Wednesday, January 21, 2015

Despair from the pastor's wife

L.M Montgomery was an author, but she was a pastor's wife as well. And she was a pastor's wife with a whole bunch of burdens. Her husband struggled with mental illness; serious mental illness. One hears a lot about depression among Christians these days, and we need to be informed. I haven't heard a lot about depression in men in the ministry, which must be a reality.

Montgomery's husband would go through bouts of almost catatonic-like behaviour, convinced he was going to be damned to hell. Montgomery was never one for broadcasting her sorrows, so she put on a brave face. If she were alive today, I doubt she would have been practicing her "transparency" or "authenticity" on the internet.

In 1924, Canada's Presbyterian churches were debating the merits of uniting with the Methodists. If you read Montgomery's novels, especially the ones written when the character of Anne was married with children, you will hear snippets of the tension between Presbyterians and Methodists. In the final book of the Anne series, Mrs. Cornelia Bryant, a noted Methodist hater, sighs with resignation as one of the characters mentions union between the churches.

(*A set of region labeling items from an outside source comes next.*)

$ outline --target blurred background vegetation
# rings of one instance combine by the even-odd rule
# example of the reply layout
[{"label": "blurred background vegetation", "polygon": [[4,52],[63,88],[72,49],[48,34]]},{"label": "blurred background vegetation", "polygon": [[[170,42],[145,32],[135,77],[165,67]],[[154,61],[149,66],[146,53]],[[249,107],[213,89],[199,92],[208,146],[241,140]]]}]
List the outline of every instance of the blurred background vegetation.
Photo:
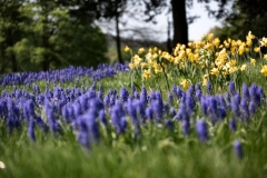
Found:
[{"label": "blurred background vegetation", "polygon": [[[188,24],[198,18],[187,13],[194,2],[204,3],[210,18],[222,19],[221,27],[210,30],[222,40],[244,40],[249,30],[257,37],[267,33],[265,0],[0,0],[0,73],[125,62],[130,59],[121,52],[126,44],[171,52],[176,43],[188,42]],[[210,2],[218,8],[211,9]],[[169,13],[168,39],[146,38],[145,29],[132,29],[142,33],[140,39],[122,38],[126,13],[145,22],[157,22],[155,17]],[[98,22],[113,22],[115,34],[103,33]]]}]

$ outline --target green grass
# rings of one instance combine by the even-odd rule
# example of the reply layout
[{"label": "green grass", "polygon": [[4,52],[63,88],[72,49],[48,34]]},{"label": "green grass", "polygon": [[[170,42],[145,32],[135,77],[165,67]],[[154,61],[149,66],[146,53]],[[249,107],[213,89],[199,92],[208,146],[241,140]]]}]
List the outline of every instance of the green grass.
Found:
[{"label": "green grass", "polygon": [[[248,72],[248,71],[247,71]],[[266,79],[254,71],[251,80],[267,90]],[[246,81],[246,80],[245,80]],[[119,90],[125,86],[130,89],[130,75],[119,73],[112,79],[98,82],[107,92],[109,88]],[[139,88],[141,81],[136,81]],[[165,86],[159,79],[159,86]],[[44,82],[40,82],[42,90]],[[61,85],[72,87],[75,83]],[[77,83],[76,83],[77,85]],[[89,87],[91,82],[86,83]],[[170,86],[179,85],[177,79]],[[149,87],[145,83],[146,87]],[[23,86],[21,86],[23,87]],[[77,87],[80,87],[77,85]],[[151,85],[151,89],[156,86]],[[11,90],[11,88],[8,88]],[[166,89],[162,93],[166,97]],[[224,90],[225,91],[225,90]],[[199,116],[196,115],[196,118]],[[263,107],[248,125],[239,123],[236,132],[230,132],[228,119],[209,126],[209,140],[200,142],[192,121],[190,135],[185,137],[181,127],[175,122],[170,131],[161,125],[144,125],[141,135],[132,136],[128,128],[122,136],[101,129],[101,138],[85,150],[76,140],[76,135],[65,128],[63,135],[53,136],[37,130],[37,141],[32,142],[27,130],[19,130],[9,136],[6,123],[0,122],[0,161],[6,165],[0,169],[1,178],[34,177],[110,177],[110,178],[250,178],[267,177],[267,112]],[[26,127],[23,127],[26,128]],[[244,158],[234,151],[233,142],[243,142]]]}]

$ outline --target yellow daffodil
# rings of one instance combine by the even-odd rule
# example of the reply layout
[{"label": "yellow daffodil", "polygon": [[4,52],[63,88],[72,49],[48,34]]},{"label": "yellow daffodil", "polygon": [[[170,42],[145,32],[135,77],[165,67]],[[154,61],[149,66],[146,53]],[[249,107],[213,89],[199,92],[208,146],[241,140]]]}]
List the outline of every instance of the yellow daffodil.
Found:
[{"label": "yellow daffodil", "polygon": [[129,52],[130,48],[128,46],[125,47],[125,52]]},{"label": "yellow daffodil", "polygon": [[250,63],[256,65],[256,59],[250,58]]},{"label": "yellow daffodil", "polygon": [[260,72],[264,73],[265,77],[267,77],[267,65],[265,65],[265,66],[261,67]]}]

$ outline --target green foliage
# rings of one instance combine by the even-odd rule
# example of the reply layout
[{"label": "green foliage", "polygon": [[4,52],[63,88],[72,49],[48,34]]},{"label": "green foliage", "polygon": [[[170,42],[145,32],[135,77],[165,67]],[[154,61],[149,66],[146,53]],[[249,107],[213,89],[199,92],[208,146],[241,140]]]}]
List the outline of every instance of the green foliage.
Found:
[{"label": "green foliage", "polygon": [[107,62],[106,37],[91,19],[71,18],[67,8],[52,1],[2,6],[12,11],[0,16],[0,72]]},{"label": "green foliage", "polygon": [[266,8],[265,0],[235,1],[230,13],[222,22],[222,28],[215,28],[212,31],[216,37],[224,40],[227,37],[245,40],[247,31],[253,31],[257,37],[265,37],[267,33]]}]

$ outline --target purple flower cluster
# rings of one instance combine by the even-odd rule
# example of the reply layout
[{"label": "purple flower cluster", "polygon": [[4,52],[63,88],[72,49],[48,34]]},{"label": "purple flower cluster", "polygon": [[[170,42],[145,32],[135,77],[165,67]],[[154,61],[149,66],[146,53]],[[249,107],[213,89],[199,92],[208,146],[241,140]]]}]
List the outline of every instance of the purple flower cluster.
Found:
[{"label": "purple flower cluster", "polygon": [[106,77],[112,77],[118,71],[126,71],[127,69],[128,66],[121,63],[115,63],[113,66],[99,65],[96,70],[93,70],[93,68],[70,66],[60,70],[9,73],[0,78],[0,83],[4,87],[12,85],[29,85],[40,80],[48,82],[71,82],[77,79],[79,80],[81,77],[91,77],[95,81],[98,81]]},{"label": "purple flower cluster", "polygon": [[[229,129],[235,131],[237,121],[249,121],[265,103],[261,87],[244,85],[240,95],[234,83],[230,85],[229,92],[217,96],[204,95],[198,83],[187,91],[175,86],[167,93],[166,102],[160,91],[148,93],[142,87],[138,92],[135,86],[130,92],[122,87],[119,93],[109,89],[106,95],[96,82],[89,88],[53,86],[50,89],[47,85],[43,92],[32,85],[31,93],[13,87],[11,92],[3,90],[0,96],[0,119],[6,120],[10,134],[27,126],[32,141],[37,139],[36,129],[57,136],[63,134],[65,125],[69,125],[77,140],[87,149],[100,139],[100,125],[117,135],[134,128],[135,136],[138,136],[144,125],[162,123],[174,130],[177,121],[185,136],[195,129],[200,141],[205,142],[209,139],[209,123],[215,125],[229,117]],[[196,119],[197,113],[201,119]]]}]

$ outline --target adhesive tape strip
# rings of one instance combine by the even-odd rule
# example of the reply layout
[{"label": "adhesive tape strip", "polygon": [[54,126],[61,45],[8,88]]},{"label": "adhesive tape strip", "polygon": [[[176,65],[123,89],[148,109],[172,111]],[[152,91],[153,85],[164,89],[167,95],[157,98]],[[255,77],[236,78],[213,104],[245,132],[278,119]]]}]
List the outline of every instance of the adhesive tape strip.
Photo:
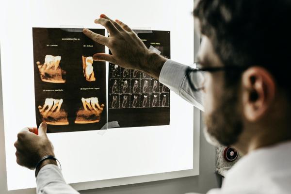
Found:
[{"label": "adhesive tape strip", "polygon": [[159,50],[158,50],[157,48],[155,48],[154,47],[153,47],[152,46],[150,46],[150,47],[149,47],[149,50],[150,50],[151,51],[155,52],[156,53],[158,54],[158,55],[160,55],[161,54],[161,51]]},{"label": "adhesive tape strip", "polygon": [[132,30],[136,33],[152,33],[153,31],[150,29],[150,28],[135,28],[134,30]]},{"label": "adhesive tape strip", "polygon": [[83,32],[84,26],[74,26],[69,25],[61,25],[60,26],[61,30],[66,32]]},{"label": "adhesive tape strip", "polygon": [[105,123],[104,125],[98,131],[98,134],[101,135],[103,135],[106,132],[107,129],[114,128],[116,127],[120,127],[118,124],[118,121],[111,121],[107,123]]}]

Montgomery was against union, and in her journals, speaks about it frequently, but there is also much in her journals which reveals a struggling faith. At one point in her journals, she expresses disdain for The Westminster Shorter Catechism, which her boys were learning, because it spoke about hell. I find it curious that she was against union when it sounds often like she had a lot of acrimony toward institutional church.

In 1924, after her husband's congregation voted against union, she makes some bitter comments about the institutional church in general:
I wonder if it would be such a terrible thing if "the church" ceased to influence people at all. I do not think so. The Spirit of God no longer works through the church for humanity. It did once but it has worn out its instrument and dropped it. Today it is working through Science. That is the real reason for all the "problems" we hear so much of in regard to "the church." The "leaders" are trying to galvanize into a semblance of life something from which life has departed....
Definitely not the kind of thing one wants to hear from a pastor's wife. Not uttering such  sentiments aloud, but rather writing them in a personal journal was a wise decision on her part.

The history of the union of these two churches in Canada is something I hope to learn more about at some point. Church history happened here in Canada, too, not just across the pond south of the border. I'd like to know more about why things unfolded here in Canada the way they did. Certainly, many of Montgomery's attitudes were influenced by the liberalizing tendencies of the day. Nothing happens outside of a context.